Briefly, Dino Rossi was elected to one of the highest political offices ever for a Tlingit Native, when he won Washington's seat for governor in 2004.
But it didn't last long. In the closest election in the state's history, vote tallies after the polls closed showed the Republican ahead of Democrat Christine Gregoire by 261 votes. A statewide hand recount paid for by the Democratic Party showed Gregoire winning by 129 votes. She was sworn into office the following January, while Rossi challenged the count but ultimately gave up after a June 2005 Superior Court ruling.
He decided not to appeal to the Washington Supreme Court, saying the political makeup of the high court made it impossible to overturn the decision.
Moving on, Rossi has spent the past few months writing his book, "Dino Rossi: Lessons in Leadership, Business, Politics and Life." He arrived in Juneau for the first time last week to meet with Alaska lawmakers and Native organizations and deliver a speech to Alaska Republicans' Lincoln Day dinner Friday night at Centennial Hall.
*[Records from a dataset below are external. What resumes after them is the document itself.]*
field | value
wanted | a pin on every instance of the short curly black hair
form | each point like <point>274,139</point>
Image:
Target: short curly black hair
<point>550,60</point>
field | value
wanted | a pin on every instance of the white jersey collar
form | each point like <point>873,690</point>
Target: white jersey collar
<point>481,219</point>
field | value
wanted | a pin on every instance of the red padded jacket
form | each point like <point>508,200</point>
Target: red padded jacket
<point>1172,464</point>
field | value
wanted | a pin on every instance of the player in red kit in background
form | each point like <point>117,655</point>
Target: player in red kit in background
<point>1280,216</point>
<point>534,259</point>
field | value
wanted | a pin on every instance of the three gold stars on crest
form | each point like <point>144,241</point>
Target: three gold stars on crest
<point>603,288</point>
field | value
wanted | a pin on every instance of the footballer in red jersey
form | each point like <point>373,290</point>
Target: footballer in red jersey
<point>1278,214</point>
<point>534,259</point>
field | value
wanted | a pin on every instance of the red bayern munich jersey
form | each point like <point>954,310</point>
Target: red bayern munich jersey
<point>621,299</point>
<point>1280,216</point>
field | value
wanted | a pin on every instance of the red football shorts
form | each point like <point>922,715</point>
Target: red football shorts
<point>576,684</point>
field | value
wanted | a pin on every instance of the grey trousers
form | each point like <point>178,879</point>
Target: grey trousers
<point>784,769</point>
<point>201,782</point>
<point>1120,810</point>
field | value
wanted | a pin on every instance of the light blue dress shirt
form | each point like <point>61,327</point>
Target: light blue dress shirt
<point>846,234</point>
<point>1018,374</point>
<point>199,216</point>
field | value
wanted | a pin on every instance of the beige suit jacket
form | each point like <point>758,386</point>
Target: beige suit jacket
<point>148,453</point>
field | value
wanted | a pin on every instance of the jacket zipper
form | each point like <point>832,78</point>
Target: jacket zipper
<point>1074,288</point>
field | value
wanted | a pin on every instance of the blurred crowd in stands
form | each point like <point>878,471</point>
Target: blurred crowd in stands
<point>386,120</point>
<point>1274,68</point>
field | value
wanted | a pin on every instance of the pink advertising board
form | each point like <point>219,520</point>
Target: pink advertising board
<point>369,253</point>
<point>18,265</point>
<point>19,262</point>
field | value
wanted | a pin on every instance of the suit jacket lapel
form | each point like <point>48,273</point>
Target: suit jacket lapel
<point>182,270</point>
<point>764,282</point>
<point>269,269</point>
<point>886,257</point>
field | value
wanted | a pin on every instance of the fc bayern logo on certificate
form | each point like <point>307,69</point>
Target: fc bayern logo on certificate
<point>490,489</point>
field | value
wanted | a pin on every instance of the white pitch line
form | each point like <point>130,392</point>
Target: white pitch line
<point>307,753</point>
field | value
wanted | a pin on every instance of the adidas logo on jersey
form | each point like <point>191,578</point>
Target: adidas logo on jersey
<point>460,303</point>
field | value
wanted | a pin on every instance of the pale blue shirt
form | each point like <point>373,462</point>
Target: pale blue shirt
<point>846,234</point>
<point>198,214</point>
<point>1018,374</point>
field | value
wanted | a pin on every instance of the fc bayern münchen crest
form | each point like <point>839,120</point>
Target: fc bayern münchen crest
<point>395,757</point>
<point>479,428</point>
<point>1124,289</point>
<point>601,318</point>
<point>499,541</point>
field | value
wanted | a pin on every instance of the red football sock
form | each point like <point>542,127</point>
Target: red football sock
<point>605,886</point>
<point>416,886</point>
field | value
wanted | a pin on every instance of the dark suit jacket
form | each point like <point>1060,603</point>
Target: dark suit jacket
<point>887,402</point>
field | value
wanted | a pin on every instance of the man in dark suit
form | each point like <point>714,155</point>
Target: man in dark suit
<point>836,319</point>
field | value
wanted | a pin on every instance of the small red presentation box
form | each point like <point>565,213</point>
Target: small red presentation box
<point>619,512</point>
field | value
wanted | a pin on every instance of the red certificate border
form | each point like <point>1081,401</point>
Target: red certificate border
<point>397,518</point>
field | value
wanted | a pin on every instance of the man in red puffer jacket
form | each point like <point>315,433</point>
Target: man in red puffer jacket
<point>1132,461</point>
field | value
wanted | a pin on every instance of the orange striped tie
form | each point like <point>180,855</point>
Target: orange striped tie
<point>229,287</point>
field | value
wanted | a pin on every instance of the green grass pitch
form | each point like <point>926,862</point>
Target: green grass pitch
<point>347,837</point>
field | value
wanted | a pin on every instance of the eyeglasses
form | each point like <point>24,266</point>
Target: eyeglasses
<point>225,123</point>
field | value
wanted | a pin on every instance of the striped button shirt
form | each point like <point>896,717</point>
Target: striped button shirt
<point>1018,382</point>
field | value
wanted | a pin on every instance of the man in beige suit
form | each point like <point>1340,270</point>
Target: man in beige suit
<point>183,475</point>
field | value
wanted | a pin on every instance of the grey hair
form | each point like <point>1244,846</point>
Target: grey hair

"Most Natives in Alaska are Democrats and I think that is by choice," said Alaska Sen. Albert Kookesh, D-Angoon. But that difference hasn't stopped Alaska Natives from supporting Rossi, he added.
"I think he can help us open doors that we can't as Democrats," Kookesh said.
People describe Rossi as a moderate Republican, but when asked directly, he gives a different answer.
"I'm a part Tlingit, part Irish, half Italian Catholic Republican from a conservative Democrat family," Rossi said Friday.
He was born and raised in Washington, and over the years he has made a handful of visits to Alaska to see relatives. His mother is half Tlingit, hailing from Klawock and Ketchikan.
"What I found was that most Natives are ambitious and want to have their own business," Rossi said. The Republican Party in Washington is more business-friendly than is the Democratic Party, he said.
Being part Tlingit also makes him a Sealaska shareholder. Kookesh, who is also chairman of the Sealaska Board of Directors, said he would welcome the idea of having Rossi serve on the regional Native corporation's board if he is not busy with his political ambitions.
Rossi said he is not sure whether he will run for governor again, but he will decide next year.
For seven years until he resigned in 2004 to run for governor, Rossi served as a state senator in the Washington Legislature.
Washington has a different dynamic in Native culture because descendants live on reservations, he said. Some came to his legislative office expecting a blank check.
"I told them, 'You know, actually, you have to prove your case just like everyone else that walks through the door. But you're always welcome to walk through the door,'" he said.
Rossi played a role negotiating a 2003 budget that closed a shortfall without raising taxes or cutting most programs. His book explains this event in detail.
Rossi also is a commercial real estate salesman.
"I would say Dino Rossi is a role model for what Native people can accomplish. They can be very accomplished in business, or they can rise in high levels of office if they choose to," Alaska Lt. Gov. Loren Leman said.